We had a pond behind our local park, the park was about 1 mile outside town, and we would walk out there in the winter to ice skate. Our parents would send matches and newspapers with us to start a fire to warm our feet once we got there and once again before we walked home. They trusted us to put the fire out as we left. I remember walking down to one of the gas stations in town owned by a guy named Honk, because all you had to do is honk and he would come running out. He had 2 pop machines filled with circulating ice water, the best and coldest pop in town, and he promoted us to hang around a drink pop. I lived in a small town of only 700, and all the boys in my class (all 7 of us) had either mini bikes or go karts we would ride around town together, most of these were home built, I had a couple of spare engines in the garage in case one gave out. That's where I learned to work on engines. Riding our bikes to the camp grounds where they had a pond for swimming, and meeting girls from other towns. Sometimes we would get lucky and get a kiss. The frozen candy bars at the drug store in the summer. Watching the trains with car carriers and checking out the new models coming out. You could accually see the cars on the trains back then. Going door to door in the different seasons to either see if you could mow their yard, rake the leaves or scoop the snow for a little extra cash. Building non motorized go karts out of wood and wagon and lawn mower wheels to race down the biggest hill in town, that same hill crossed one of the busier streets and we would have someone stand at the bottom and watch for cars before we raced down. Hitching a ride on the trains to the next town, hoping they wouldn't speed up too much to jump off. If they started to speed up we would jump off and walk back to town. As others have said, it's surprising we lived, but I had a hell of a good time.
I forgot one, every year at school if you played sports the town doctor would come to school and sit in a chair in the gym. All us boys from all the classes would line up for their turn to drop your pants and cough. Can you imagine the complaints you would get today?
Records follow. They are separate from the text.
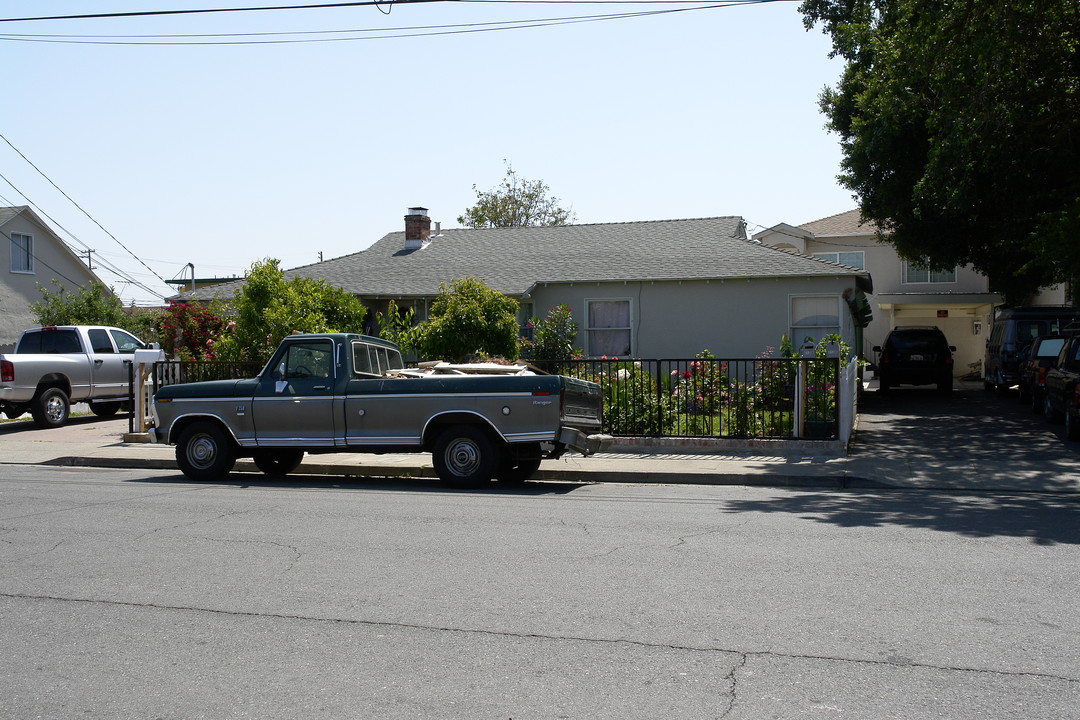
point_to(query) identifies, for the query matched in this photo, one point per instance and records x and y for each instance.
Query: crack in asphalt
(743, 655)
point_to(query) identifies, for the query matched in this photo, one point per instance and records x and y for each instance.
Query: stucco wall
(17, 290)
(731, 318)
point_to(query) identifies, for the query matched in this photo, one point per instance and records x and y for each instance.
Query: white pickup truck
(53, 367)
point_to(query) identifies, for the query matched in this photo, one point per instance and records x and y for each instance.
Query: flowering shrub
(188, 330)
(553, 338)
(700, 392)
(632, 404)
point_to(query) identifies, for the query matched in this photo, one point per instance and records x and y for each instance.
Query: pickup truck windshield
(375, 360)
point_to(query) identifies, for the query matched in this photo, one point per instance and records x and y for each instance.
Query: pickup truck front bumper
(586, 445)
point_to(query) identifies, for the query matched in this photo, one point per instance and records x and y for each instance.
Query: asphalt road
(133, 594)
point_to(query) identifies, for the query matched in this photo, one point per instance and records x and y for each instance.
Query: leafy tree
(515, 203)
(92, 304)
(268, 308)
(469, 318)
(959, 124)
(396, 326)
(553, 338)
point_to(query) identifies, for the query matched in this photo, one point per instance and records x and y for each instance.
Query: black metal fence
(713, 397)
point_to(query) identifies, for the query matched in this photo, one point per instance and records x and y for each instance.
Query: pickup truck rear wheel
(464, 457)
(105, 409)
(278, 463)
(204, 451)
(51, 408)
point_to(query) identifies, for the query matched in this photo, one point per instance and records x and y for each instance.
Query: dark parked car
(1012, 331)
(915, 356)
(1060, 399)
(1036, 361)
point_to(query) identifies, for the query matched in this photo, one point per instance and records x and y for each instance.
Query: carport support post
(144, 367)
(808, 350)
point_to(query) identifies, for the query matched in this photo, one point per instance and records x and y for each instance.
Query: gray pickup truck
(351, 393)
(53, 367)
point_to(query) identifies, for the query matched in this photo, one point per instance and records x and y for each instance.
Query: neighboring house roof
(512, 260)
(9, 213)
(845, 223)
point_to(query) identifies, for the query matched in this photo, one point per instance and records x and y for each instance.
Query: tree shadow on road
(970, 429)
(1047, 519)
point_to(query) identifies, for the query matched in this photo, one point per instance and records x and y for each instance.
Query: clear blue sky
(220, 155)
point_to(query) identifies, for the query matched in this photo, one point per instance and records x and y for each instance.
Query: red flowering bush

what about the rope to the ceiling of the gym? or the peg board up the wall? that stuff is gone now too.
As a child of the 1980s I remember, among other things: Saturday morning cartoons - including Speedy Gonzales - that were just beginning to be non-stop ads for the latest toy Model kits at $4.97 in K-mart - a whole row of them Ordinary cars being '70s RWD tanks, not little FWD jellybeans Gumball machines that still only cost 1 cent the Atari 2600 being the hot video game system, with all the fancy graphics and resolution of construction-paper cutouts Michael Jackson: A black pop singer who only pretended to be dead in one video. Pretty decent cars could be had cheap - a '41 Plymouth 4dr for $125, a fortune to a 10 year old. Or a '36 Ford tudor - rougher but a complete shell for $600. At 12 I bought a running, drivable VW bug for $100.
Burning the shit out of our legs in the summer in our Nova with an all black interior including black vinyl seats!
Nick Adams was Johnny Yuma, the Rebel and yes I think he had a sawed off. But didn't Steve McQueen also have one - I think the show was "Wanted, Dead or Alive"?